Updated January 19, 2023
By: Biswajit Mohapatra
Applications and services are evolving rapidly with increasing complexity over time. At the same time, supporting architecture, infrastructure, and storage complexities are growing exponentially, making systems more prone to failure. Today’s modern distributed applications and services are associated with many unpredictable failure scenarios that are extremely difficult to monitor across all failure points.
Monitoring alone is no longer sufficient
Monitoring is the process of checking the behavior of an application, service and the supporting resources to ensure everything is functioning as expected. However, monitoring itself is not good enough when we are dealing with modern digital applications and services associated with complex integration points and interfaces across operating systems, Kubernetes layers and application stacks. Because of the changes in complexity and dependencies, it gave rise to observability as a discipline comprising three pillars: logging, monitoring and metrics.
What is Observability?
Observability is the property of the system that helps to understand what is going on in the system and get related information and insights to troubleshoot. Observability is about understanding what are systems failure modes, how data and insights can be leveraged to iterate and improve the system. Correlation between logging, monitoring and tracing coupled with index-free log aggregation and data-driven insights is poised to drive the success of observability solutions in the future. Observability determines the internal state of a system from the knowledge of external outputs. A good observability solution should have the ability to externalize data and additional learning embedded into it. Sometimes we don’t even put effort in fixing the problem since we don’t know that the problem exists.
Observability meets Chaos Engineering
Chaos engineering is the practice of facilitating controlled experiments to uncover weaknesses in the system. Crash testing your systems in a simulated environment will aid in identifying the failure modes and taking corrective measures. The goal is to identify and address issues proactively before they reach your users. This can be achieved through hypothesizing normal steady-state behavior and continue to create failure modes that will impact the hypothesis, modeling failure of systems to improve resiliency, simulating production load, fault injection, controlled roll out using canary deployments, varying real-world scenarios through simulation of hardware failure, malformed responses within ecosystems, sudden spikes in traffic to check for scalability and reducing the blast radius to contain and minimize the impact caused due to experiments.
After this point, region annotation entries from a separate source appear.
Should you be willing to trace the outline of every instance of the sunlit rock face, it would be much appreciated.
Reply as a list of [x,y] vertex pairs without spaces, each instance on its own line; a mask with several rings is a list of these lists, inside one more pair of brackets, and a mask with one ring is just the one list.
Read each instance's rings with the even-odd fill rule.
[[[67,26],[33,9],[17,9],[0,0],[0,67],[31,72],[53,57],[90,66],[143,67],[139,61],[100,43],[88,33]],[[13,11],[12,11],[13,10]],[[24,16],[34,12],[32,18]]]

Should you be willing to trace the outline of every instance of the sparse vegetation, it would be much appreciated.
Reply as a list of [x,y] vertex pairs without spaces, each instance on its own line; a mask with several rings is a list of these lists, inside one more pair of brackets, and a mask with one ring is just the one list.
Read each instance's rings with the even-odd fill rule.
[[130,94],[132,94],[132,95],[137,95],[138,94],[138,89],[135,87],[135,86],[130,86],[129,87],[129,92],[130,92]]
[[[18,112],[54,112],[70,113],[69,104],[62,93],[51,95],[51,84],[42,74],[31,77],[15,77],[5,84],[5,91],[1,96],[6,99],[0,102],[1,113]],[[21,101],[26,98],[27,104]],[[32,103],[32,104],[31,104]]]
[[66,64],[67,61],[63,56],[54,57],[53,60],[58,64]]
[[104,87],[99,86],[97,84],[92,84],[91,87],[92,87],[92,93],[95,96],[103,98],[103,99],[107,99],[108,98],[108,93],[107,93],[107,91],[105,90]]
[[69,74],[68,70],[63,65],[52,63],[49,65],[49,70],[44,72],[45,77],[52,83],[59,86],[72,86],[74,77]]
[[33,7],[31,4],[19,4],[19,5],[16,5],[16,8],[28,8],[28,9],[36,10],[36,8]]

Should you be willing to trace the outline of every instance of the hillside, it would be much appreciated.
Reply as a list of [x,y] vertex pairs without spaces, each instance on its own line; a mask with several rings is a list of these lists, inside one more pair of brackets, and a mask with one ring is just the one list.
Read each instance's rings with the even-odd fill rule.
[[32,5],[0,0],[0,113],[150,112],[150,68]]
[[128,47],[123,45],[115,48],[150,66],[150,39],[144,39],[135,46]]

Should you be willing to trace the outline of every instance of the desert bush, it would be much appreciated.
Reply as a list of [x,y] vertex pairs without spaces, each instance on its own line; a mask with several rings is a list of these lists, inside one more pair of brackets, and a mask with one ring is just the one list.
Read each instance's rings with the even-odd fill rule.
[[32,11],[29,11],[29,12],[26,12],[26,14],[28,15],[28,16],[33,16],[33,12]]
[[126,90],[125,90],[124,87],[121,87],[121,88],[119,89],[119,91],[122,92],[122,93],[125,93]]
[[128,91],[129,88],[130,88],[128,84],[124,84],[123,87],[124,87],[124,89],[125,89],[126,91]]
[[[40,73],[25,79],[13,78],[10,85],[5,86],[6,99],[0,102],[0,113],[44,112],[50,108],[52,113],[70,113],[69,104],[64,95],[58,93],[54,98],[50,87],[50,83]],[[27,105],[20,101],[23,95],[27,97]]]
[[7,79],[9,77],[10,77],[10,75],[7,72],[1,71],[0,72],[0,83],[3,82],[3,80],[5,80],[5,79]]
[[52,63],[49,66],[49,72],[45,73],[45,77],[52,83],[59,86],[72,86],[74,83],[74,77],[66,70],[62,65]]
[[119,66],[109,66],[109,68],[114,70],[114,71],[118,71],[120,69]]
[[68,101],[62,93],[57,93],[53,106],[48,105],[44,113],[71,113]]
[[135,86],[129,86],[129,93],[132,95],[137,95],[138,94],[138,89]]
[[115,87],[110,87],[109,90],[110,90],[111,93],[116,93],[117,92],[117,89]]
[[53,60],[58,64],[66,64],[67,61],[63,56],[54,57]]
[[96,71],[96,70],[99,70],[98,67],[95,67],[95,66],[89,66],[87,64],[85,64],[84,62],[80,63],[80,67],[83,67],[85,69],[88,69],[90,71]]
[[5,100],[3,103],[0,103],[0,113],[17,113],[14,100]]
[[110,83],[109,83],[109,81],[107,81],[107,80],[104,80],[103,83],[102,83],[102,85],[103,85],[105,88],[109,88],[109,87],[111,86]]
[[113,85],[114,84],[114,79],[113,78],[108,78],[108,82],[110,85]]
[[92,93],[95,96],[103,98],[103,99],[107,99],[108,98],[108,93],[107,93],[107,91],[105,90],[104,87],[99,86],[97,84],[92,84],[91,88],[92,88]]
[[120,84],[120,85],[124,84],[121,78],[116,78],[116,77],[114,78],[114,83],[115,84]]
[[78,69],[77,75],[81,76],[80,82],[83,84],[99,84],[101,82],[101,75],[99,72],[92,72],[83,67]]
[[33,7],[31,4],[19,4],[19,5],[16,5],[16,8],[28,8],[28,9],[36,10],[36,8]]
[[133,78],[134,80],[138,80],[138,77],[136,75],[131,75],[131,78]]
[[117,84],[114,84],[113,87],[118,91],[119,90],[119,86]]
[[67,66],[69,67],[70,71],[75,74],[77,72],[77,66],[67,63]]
Here is a Chaos Engineering workflow that includes the following steps:
(1) Plan the experiment creating hypothesis around steady-state behavior
(2) Initiate an attack that is small enough to give information about how systems react
(3) Measure the impact compared with steady-state metrics
(4) If an issue (or issues) is detected, cut off the attack and fix the issue
(5) If issue is not detected, scale the attack until issues are observed
(6) Learn, make improvements and automate experiments to run continuously
Learn from your weaknesses before they become failures
Chaos Engineering will introduce real-time failures into systems to assess the system’s ability to tolerate failures, recoverability, resiliency and high availability. By designing chaos engineering experiments you can learn weaknesses in the system that could potentially lead to failures. Then these weaknesses can be addressed proactively going beyond the reactive process that currently dominates most incident response models. However, it’s important not to rush into the practice of chaos engineering without proper planning and designing of experiments.
Every chaos experiment should begin with a hypothesis
The test should be designed with a small scope with a focused team working on the same. Every organization should focus on controlled chaos promoted by observability to improve system resiliency.
Leverage observability to discover and overcome system weaknesses. Without observability, there is no chaos engineering. Organizations need to focus on building a culture of observing systems. It’s no longer about writing code. It’s all about adopting processes to build resilient systems. Introducing continuous chaos in your DevOps CI/CD pipeline helps automate experiments and failure testing, enabling detection, debugging and fixing issues more proactively. The practice of chaos engineering observability will improve confidence in the system, enable faster deployments, prioritize business KPIs and drive the auto-healing of systems. The use of AI/ML will aid in building observability patterns and antipatterns by close monitoring of system and user behavior over a period of time. The hypothesis developed over these patterns and antipatterns can help auto-heal the systems.
The industry has started recognizing differentiated value propositions provided by the practice of chaos engineering observability. This is certainly helping to address many unknown facets of systems’ unpredictability. Chaos engineering experiments coupled with cognitive observability study of complex systems using trend analysis, regression analysis and time series analysis will help take the systems into newer heights in the near future.